ソワレ・ホークスの、平和への戦いは、まだ幕を閉じてはいなかった。
プラネットGでの壮絶な戦いを終え、宇宙へと飛び去っていったアルバとリリィ。2人もまた地球にて束の間の休息を取っていた。
人気のない草原の中に佇む1件の家に、アルバとソワレは住んでいた。
その家の近くに小さな墓標が築かれていた。カーラ、ハル、キーオ、レミー。アルテミスの仲間たちを弔ったものである。
その墓標の前で、リリィは立ち尽くしていた。彼女は仲間たちと過ごした日々を思い返し、涙していた。
「やはりここにいたのか・・」
そこへアルバが現れ、リリィに声をかける。しかしリリィは振り返らず、墓標を見つめたままだった。

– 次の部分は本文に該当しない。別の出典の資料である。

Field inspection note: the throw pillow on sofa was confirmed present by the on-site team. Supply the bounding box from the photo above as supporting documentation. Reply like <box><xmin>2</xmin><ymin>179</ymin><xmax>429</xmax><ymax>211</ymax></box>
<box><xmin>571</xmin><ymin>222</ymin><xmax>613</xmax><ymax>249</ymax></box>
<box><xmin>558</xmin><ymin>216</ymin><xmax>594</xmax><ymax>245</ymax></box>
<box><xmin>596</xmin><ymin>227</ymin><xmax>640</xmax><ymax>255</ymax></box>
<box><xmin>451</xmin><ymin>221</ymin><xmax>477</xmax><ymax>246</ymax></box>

「オレも辛い・・だが、いつまでも悲しむことを、カーラたちは望んではいない・・」
「分かっている・・それでも、こうして悲しむ時間はほしい・・みんなのことを、忘れないためにも・・・」
「忘れないためか・・確かに、忘れてはいけないものが、この世界には多く存在している・・」
リリィの言葉を受けて、アルバも深刻な面持ちを浮かべる。
「オレは記憶を失い、記憶を取り戻すために戦い続けてきた。そして記憶を取り戻した後は、自分の罪の償いと、その果てにある答えを見出すために戦っている・・」
「それでアルバ、その答えを見つけられたと思っている・・・?」
リリィが問いかけると、アルバは無言で首を横に振った。
「いつになるのか分からない・・もしかしたら、どこまでいっても見つけられるものではないのかもしれない・・」
「それでも答えを見つけるために奮闘する・・それがあなたと未来であり、私の未来でもある・・」
自分の心境を告げるアルバに、リリィは微笑みかけてきた。
「私はあなたとともに、この未来を生きていく・・それが、私たちの在るべき未来だと信じて・・」
「リリィ・・・すまない・・オレのためにそこまで・・・」
「あなたの歯止めを務められるのは私しかいないからね・・」
苦笑を浮かべるリリィに、アルバも肩を落とす。2人は真剣な面持ちに戻り、空を見上げる。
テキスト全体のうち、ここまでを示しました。